While Professor Emeritus John Callaway has bid a formal farewell to traditional academia, he remains hard at work ensuring scientific findings are accessible to those who need them. Professor Callaway taught courses on restoration ecology and  wetland ecology for the Master of Science in Environmental Management (MSEM) Program, and his research on sediment dynamics in the San Francisco and Tijuana estuaries is extensive. Much of his recent work has been conducted at China Camp State Park, one of the last examples of a healthy, relatively undisturbed tidal salt marsh within the San Francisco estuary, and a key component of the San Francisco Bay National Estuarine Research Reserve (SF Bay NERR).

Picture depicting a the China Camp Reserve - an expanse of green grass featuring the ebbs and flows of the wetlands.
China Camp Reserve, home to more than 140 species of birds, 26 species of mammals, 44 species of fish, and 15 species of reptiles & amphibians.

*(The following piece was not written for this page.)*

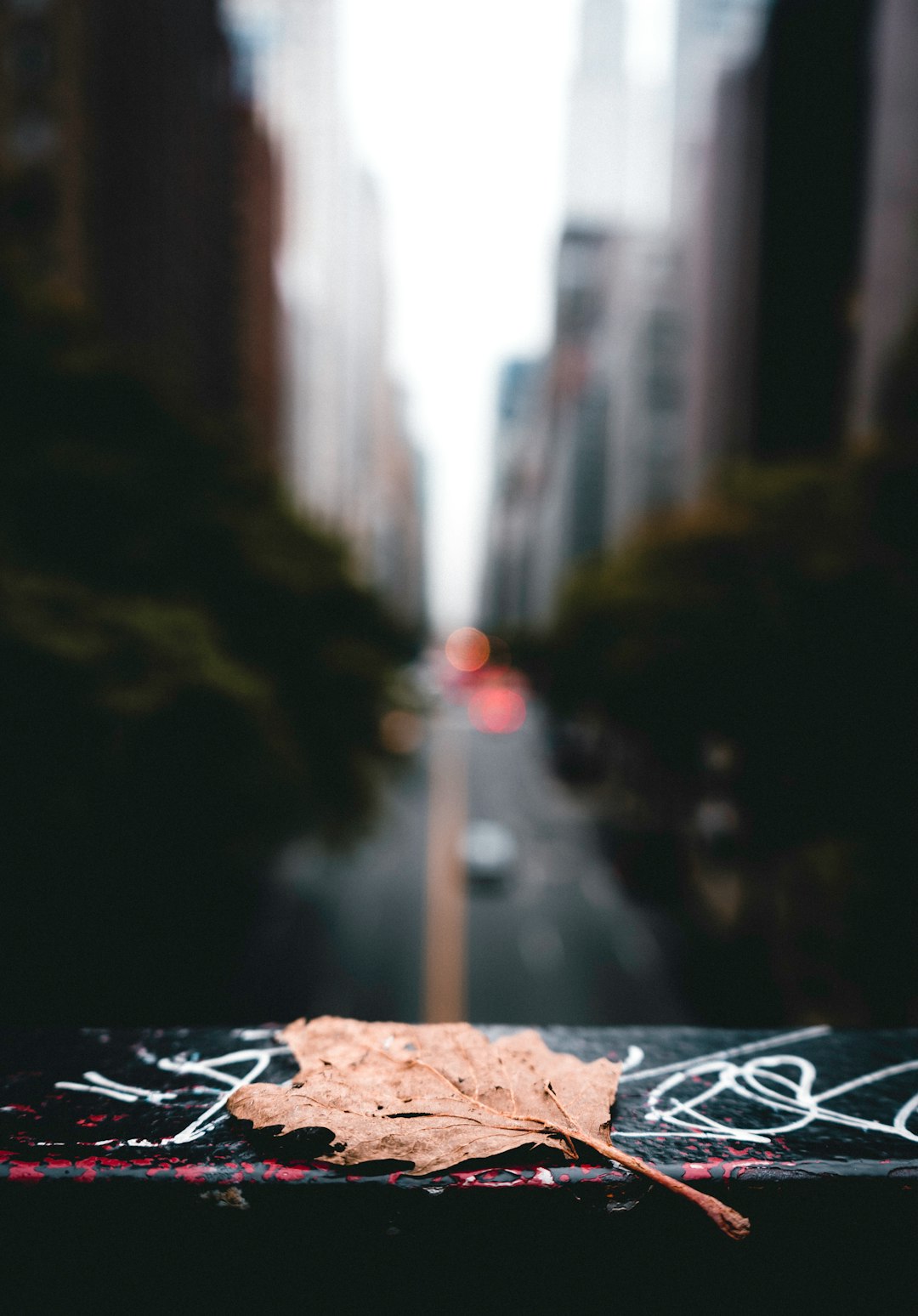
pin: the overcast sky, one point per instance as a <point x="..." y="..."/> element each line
<point x="459" y="110"/>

As students of MSEM’s wetland ecology, watershed management, California ecosystems and natural resource economics courses will know, tidal wetlands are efficient carbon sinks that produce minimal methane, protect the coastline from erosion and flooding, facilitate pollutant removal and nutrient uptake from coastal waters, and provide habitat for fish and wildlife.  Protection and management of these vital ecosystems is becoming increasingly important, as forecasting models predict that many of the tidal wetlands  in the San Francisco Estuary could be lost to rising sea levels by 2100. Though the research findings gathered in the estuary are robust, there is a real need to ensure that the academic understanding of sediment dynamics is accessible to local agency staff and wetland restoration practitioners.  In collaboration with Madeline Foster-Martinez (University of New Orleans), Jessie Lacy (US Geological Survey), Brenda Goeden (SF Bay Conservation and Development Commission), and Matt Ferner (SF Bay NERR), Professor Callaway worked to address this disconnect between scientific research and resource management.

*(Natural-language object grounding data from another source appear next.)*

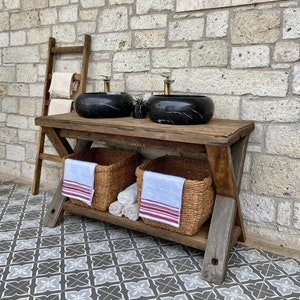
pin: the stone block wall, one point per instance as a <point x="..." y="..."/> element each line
<point x="245" y="57"/>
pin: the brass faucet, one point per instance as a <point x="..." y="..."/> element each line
<point x="167" y="84"/>
<point x="106" y="83"/>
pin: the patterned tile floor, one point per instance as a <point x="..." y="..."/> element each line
<point x="87" y="259"/>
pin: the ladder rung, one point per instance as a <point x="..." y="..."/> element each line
<point x="50" y="157"/>
<point x="76" y="76"/>
<point x="71" y="49"/>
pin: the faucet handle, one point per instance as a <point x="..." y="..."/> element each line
<point x="106" y="83"/>
<point x="105" y="77"/>
<point x="167" y="78"/>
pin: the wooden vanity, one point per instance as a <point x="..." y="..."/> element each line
<point x="224" y="142"/>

Contemporary research is often siloed in technical journals and inaccessible to those it can aid, hindering conservation efforts and complicating decision making. The project – Marsh Sediment In Translation – aimed to remedy this issue by distilling the findings from China Camp into an easily accessible guide on the specifics of sediment dynamics in tidal salt marshes. Having authored technical protocols and taught extensively on the subject, Professor Callaway is no stranger to communicating his findings, but the team chose to take a novel approach by working directly with the intended users of the product to develop a document that specifically informed their management needs. 

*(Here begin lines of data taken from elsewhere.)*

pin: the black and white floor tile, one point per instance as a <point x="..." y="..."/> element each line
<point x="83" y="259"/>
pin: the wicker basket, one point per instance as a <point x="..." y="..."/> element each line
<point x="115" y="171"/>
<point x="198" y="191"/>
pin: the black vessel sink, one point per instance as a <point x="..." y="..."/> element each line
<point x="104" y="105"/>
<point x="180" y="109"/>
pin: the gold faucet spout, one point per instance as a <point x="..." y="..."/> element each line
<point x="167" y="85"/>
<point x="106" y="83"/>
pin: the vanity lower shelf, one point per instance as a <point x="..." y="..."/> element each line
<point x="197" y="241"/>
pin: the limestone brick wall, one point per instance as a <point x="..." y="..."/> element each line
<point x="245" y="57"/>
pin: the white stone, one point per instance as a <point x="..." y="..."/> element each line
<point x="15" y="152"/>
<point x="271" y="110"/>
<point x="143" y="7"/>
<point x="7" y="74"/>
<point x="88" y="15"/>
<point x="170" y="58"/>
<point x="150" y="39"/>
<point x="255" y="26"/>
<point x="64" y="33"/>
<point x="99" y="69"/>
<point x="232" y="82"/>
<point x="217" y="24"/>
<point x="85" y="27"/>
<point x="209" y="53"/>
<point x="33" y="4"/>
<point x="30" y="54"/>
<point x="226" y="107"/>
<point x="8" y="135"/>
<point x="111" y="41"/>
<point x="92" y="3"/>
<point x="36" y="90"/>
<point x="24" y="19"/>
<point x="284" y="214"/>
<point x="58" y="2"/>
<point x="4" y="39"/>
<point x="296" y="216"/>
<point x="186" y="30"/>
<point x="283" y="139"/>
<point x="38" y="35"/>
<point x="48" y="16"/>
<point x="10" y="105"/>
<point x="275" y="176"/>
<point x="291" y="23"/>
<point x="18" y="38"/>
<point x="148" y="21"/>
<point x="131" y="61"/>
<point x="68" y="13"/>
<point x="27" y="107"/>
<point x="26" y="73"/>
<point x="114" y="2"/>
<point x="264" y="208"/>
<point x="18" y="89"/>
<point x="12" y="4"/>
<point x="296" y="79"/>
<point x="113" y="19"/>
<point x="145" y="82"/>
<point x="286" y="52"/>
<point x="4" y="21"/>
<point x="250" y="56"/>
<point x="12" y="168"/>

From January of 2021 to March of 2022, the team hosted local natural resource managers, regulators, scientists, and restoration practitioners at a series of workshops where they collaborated to identify the best way to present relevant data and concepts related to marsh sediment dynamics. The group discussed the data collected at the China Camp and, after several iterations, produced what the community called for: a set of actionable directives, relevant glossary terms and easy-to-read diagrams detailing current understanding. The resulting paper is a useful tool for local decision makers and represents a major step in taking large-scale, cohesive action to protect these areas in the face of rising sea levels.

Diagram cut into 4 frames depicting particle settling dynamics.
One of the 15 easy-to-read diagrams in the resulting paper, showing how particle settling interacts with tidal currents, resulting in some deposits settling, and others washing out with the tide.